Lab abnormalities of any grade occurring in PALOMA-2 for IBRANCE plus letrozole vs placebo plus letrozole were decreased WBC (97% vs 25%), decreased neutrophils (95% vs 20%), anemia (78% vs 42%), decreased platelets (63% vs 14%), increased aspartate aminotransferase (52% vs 34%), and increased alanine aminotransferase (43% vs 30%).

The most common adverse reactions (≥10%) of any grade reported in PALOMA-3 for IBRANCE plus fulvestrant vs placebo plus fulvestrant were neutropenia (83% vs 4%), leukopenia (53% vs 5%), infections (47% vs 31%), fatigue (41% vs 29%), nausea (34% vs 28%), anemia (30% vs 13%), stomatitis (28% vs 13%), diarrhea (24% vs 19%), thrombocytopenia (23% vs 0%), vomiting (19% vs 15%), alopecia (18% vs 6%), rash (17% vs 6%), decreased appetite (16% vs 8%), and pyrexia (13% vs 5%).

The most frequently reported Grade ≥3 adverse reactions (≥5%) in PALOMA-3 for IBRANCE plus fulvestrant vs placebo plus fulvestrant were neutropenia (66% vs 1%) and leukopenia (31% vs 2%).

Lab abnormalities of any grade occurring in PALOMA-3 for IBRANCE plus fulvestrant vs placebo plus fulvestrant were decreased WBC (99% vs 26%), decreased neutrophils (96% vs 14%), anemia (78% vs 40%), decreased platelets (62% vs 10%), increased aspartate aminotransferase (43% vs 48%), and increased alanine aminotransferase (36% vs 34%).
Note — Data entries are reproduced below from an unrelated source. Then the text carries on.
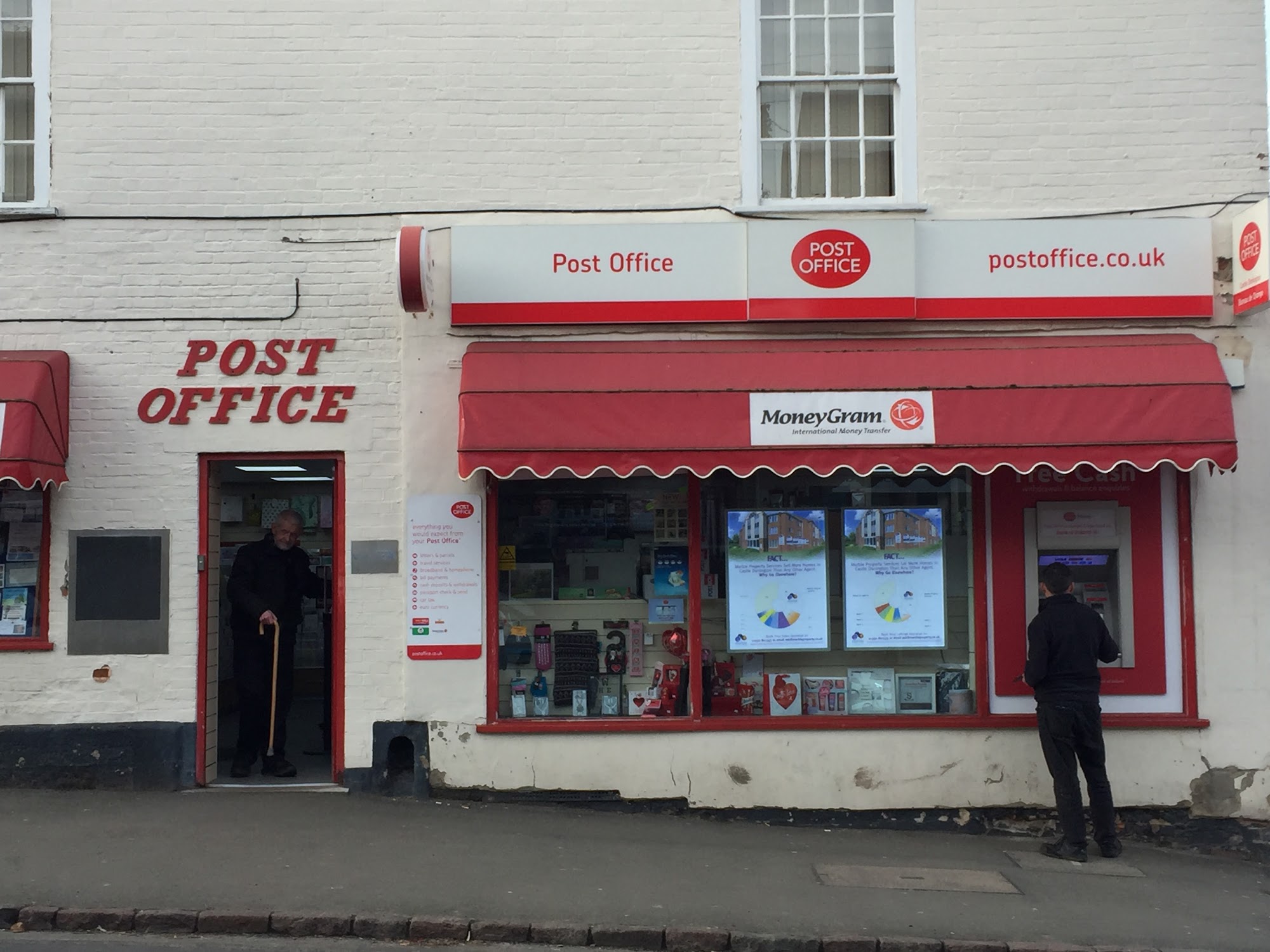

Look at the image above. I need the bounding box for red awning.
[458,334,1236,477]
[0,350,71,489]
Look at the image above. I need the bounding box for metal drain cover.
[812,863,1019,894]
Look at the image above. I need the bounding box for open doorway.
[197,453,344,787]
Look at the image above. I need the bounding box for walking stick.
[260,622,281,757]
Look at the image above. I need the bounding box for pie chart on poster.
[754,583,799,628]
[874,581,913,622]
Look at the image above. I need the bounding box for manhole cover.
[812,863,1019,892]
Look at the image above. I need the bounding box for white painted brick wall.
[37,0,1266,216]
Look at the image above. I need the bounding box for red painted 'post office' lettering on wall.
[137,338,357,426]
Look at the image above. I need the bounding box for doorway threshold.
[189,781,348,793]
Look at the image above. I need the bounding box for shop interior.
[0,493,44,638]
[498,471,977,726]
[207,458,337,786]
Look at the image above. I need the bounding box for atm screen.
[1039,552,1109,565]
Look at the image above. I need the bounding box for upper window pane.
[759,20,790,76]
[0,20,30,79]
[794,18,824,76]
[829,17,860,76]
[864,17,895,72]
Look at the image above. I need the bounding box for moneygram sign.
[749,390,935,447]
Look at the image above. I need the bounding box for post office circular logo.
[790,228,870,288]
[1240,221,1261,272]
[890,397,926,430]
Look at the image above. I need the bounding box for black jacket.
[1024,595,1120,701]
[229,533,326,637]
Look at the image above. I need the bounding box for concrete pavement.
[0,791,1270,952]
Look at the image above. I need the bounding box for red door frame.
[194,452,344,787]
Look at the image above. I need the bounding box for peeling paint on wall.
[1191,757,1265,816]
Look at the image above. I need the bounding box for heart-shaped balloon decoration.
[772,674,798,710]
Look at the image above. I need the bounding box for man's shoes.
[1099,836,1124,859]
[260,757,296,777]
[1040,840,1090,863]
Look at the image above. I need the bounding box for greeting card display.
[763,674,803,717]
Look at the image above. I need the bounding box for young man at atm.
[1024,562,1121,863]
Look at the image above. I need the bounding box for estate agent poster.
[728,509,829,651]
[405,495,484,661]
[842,509,945,649]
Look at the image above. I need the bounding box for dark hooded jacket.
[1024,594,1120,702]
[229,533,326,637]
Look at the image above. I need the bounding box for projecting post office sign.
[137,338,357,426]
[749,390,935,447]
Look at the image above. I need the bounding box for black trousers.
[1036,701,1115,847]
[234,628,296,760]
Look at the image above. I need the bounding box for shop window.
[701,471,978,726]
[0,484,48,649]
[66,529,169,655]
[0,0,51,208]
[745,0,916,203]
[497,471,982,727]
[497,479,690,718]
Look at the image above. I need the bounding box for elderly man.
[229,509,326,777]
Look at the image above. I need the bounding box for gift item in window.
[935,666,974,713]
[599,678,618,717]
[644,661,687,716]
[895,673,935,713]
[847,668,895,713]
[803,678,847,716]
[763,674,803,717]
[605,631,626,675]
[710,661,740,716]
[530,671,550,717]
[503,625,533,668]
[512,678,526,717]
[662,625,688,658]
[533,622,551,671]
[551,631,599,707]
Avoid concurrent use of strong CYP3A inhibitors. If patients must be administered a strong CYP3A inhibitor, reduce the IBRANCE dose to 75 mg. If the strong inhibitor is discontinued, increase the IBRANCE dose (after 3-5 half-lives of the inhibitor) to the dose used prior to the initiation of the strong CYP3A inhibitor. Grapefruit or grapefruit juice may increase plasma concentrations of IBRANCE and should be avoided. Avoid concomitant use of strong CYP3A inducers. The dose of sensitive CYP3A substrates with a narrow therapeutic index may need to be reduced as IBRANCE may increase their exposure.

For patients with severe hepatic impairment (Child-Pugh class C), the recommended dose of IBRANCE is 75 mg. The pharmacokinetics of IBRANCE have not been studied in patients requiring hemodialysis.